Candidat à un second mandat, Bruno Piriou, le maire sortant de Corbeil-Essonnes, parvient à rassembler l'ensemble des forces de gauche dès le premier tour, une action qui ne passe pas inaperçue dans un contexte national où la gauche semble souvent divisée.
Porté par sa liste nommée « Continuons ensemble », Bruno Piriou, qui représente la diversité à gauche, signe un coup de maître en réunissant le Parti socialiste (PS), Les Écologistes, le Parti communiste (PCF), et La France insoumise (LFI) sous une même bannière.

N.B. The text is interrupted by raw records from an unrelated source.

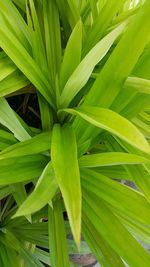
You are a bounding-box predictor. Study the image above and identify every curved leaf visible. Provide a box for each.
[51,124,81,246]
[60,106,150,153]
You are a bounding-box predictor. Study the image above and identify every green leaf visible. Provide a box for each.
[81,169,150,227]
[0,52,17,82]
[0,155,49,185]
[83,191,150,267]
[63,106,150,153]
[51,124,81,247]
[60,23,126,107]
[0,132,51,159]
[83,0,124,55]
[48,199,70,267]
[0,98,30,141]
[43,0,62,84]
[13,163,58,217]
[83,213,125,267]
[79,152,149,168]
[60,21,82,91]
[76,0,150,142]
[0,69,30,97]
[0,10,54,108]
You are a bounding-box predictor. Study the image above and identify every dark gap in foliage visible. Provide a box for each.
[8,94,41,128]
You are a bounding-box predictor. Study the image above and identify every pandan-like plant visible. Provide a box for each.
[0,0,150,267]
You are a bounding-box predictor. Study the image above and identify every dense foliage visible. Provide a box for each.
[0,0,150,267]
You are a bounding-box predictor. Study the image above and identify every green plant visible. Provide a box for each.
[0,0,150,267]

Corbeil-Essonnes, avec ses 54 000 habitants, représente la plus grande ville de l'Essonne à réaliser cette union. Cette dynamique s'amplifie également dans plusieurs autres communes du département, comme Montgeron et Grigny, qui voient des alliances similaires entre diverses tendances de la gauche.
« Des débats sur des projets »
Le 10 février, Bruno Piriou dévoilera sa liste, où « moins de la moitié des colistiers sera étiquetée politiquement. » Il souhaite replacer les citoyens au cœur des débats, affirmant que « ce qui réussit au niveau local peut réussir au niveau national. »
« Au fil des six dernières années, nous avons appris à dialoguer sur des projets plutôt qu'à nous opposer sur des principes politiques », indique-t-il, ajoutant que, malgré les différences, les convergences priment sur les désaccords.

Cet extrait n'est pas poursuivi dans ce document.